The Linda Joy Pollin Cardiovascular Wellness (LJPCW) Center for Women at the Hadassah Medical Organization is actively engaged in basic science and clinical research concerning gender health issues, as well as advocacy for gender health equity in research and treatment.
Basic Science Research.
The LJPCW Center has partnered with Dr. Rivka Pollak of the Endocrinology Department at Hadassah to investigate the female heart’s response to menopause. The study is identifying the differences in heart anatomy and function in mice once the ovaries are removed.
Two clinical cardiovascular studies are awaiting approvals and should begin shortly. One deals with the differences in the way men and women perceive chest pain as it relates to the signs and symptoms of a heart attack. The other will look at differences in the effects of anticoagulant drugs on women and men.

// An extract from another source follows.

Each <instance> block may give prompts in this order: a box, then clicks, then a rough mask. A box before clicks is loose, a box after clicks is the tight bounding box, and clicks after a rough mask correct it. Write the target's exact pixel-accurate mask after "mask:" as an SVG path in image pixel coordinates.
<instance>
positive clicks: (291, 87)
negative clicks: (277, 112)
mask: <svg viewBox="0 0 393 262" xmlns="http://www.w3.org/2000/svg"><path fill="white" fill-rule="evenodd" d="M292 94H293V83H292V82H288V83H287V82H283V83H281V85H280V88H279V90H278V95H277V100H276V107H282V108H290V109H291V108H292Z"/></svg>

“We need consciousness raising regarding gender issues in medical research in Israel,” comments Dr. Donna Zfat-Zwas, Director of the LJPCW Center. “We have to put this issue on the radar screen of our medical and scientific colleagues.”
Dr. Zfat-Zwas notes that last October, the Pollin Center submitted a Policy Recommendation to Israel’s Knesset, advocating for gender equity in health care and research and greater awareness about gender issues. Dr. Zfat-Zwas and her colleagues at the Pollin Center are working with the Knesset Committee on the Advancement of Women and Gender Equity to educate medical professionals, legislators, and the general public as to the differential health needs of women throughout their lifecycle.
As the policy recommendation explains: “While in fields other than health, gender equality implies gender justice, this is not the case in health, as biological differences between the sexes give rise to differential health needs.” The recommendation continues by explaining that “gender equity refers to the different needs, preferences and interests of women and men” and advocates for policies and programs that aim to achieve gender equity in health through appropriate design and funding.”
The policy recommendation calls for initiatives in 4 areas: government policy, health services, research, and education. It also brings out that there are significant gaps in the knowledge and practice of physicians regarding gender health issues--particularly in cardiovascular health--and that gender medicine and women’s health are not routinely taught in medical school or during residencies. While professional organization guidelines address the issue, there are discrepancies between these guidelines and common medical practices.
The recommendation urges the Ministry of Health to make gender equity in health a national priority, whereby more sensitive indicators will be used to collect data that reflect the health differences between women and men. This data collection would then lead to a plan of action, as well as ongoing monitoring of progress achieved.
The recommendation also calls specifically for a mandate regarding gender equity in medical research, where researchers will be trained in gender issues. In addition, peer review for funding would take into consideration whether gender sensitivity is part of the study design—
whether the design considers, for example, gender differences in the effectiveness of a medication or treatment, as well as its potential toxicity in men and women.
All education in medical and paramedical fields, the policy proposes, should include gender training and a comprehensive gender medicine curriculum, which encompasses both basic sciences, such as genetics and anatomy, along with clinical medical specialties.
The goal is to provide quality health care to women throughout their lifecycle by remaining sensitive to the biological differences between men and women that lead to different health needs and outcomes.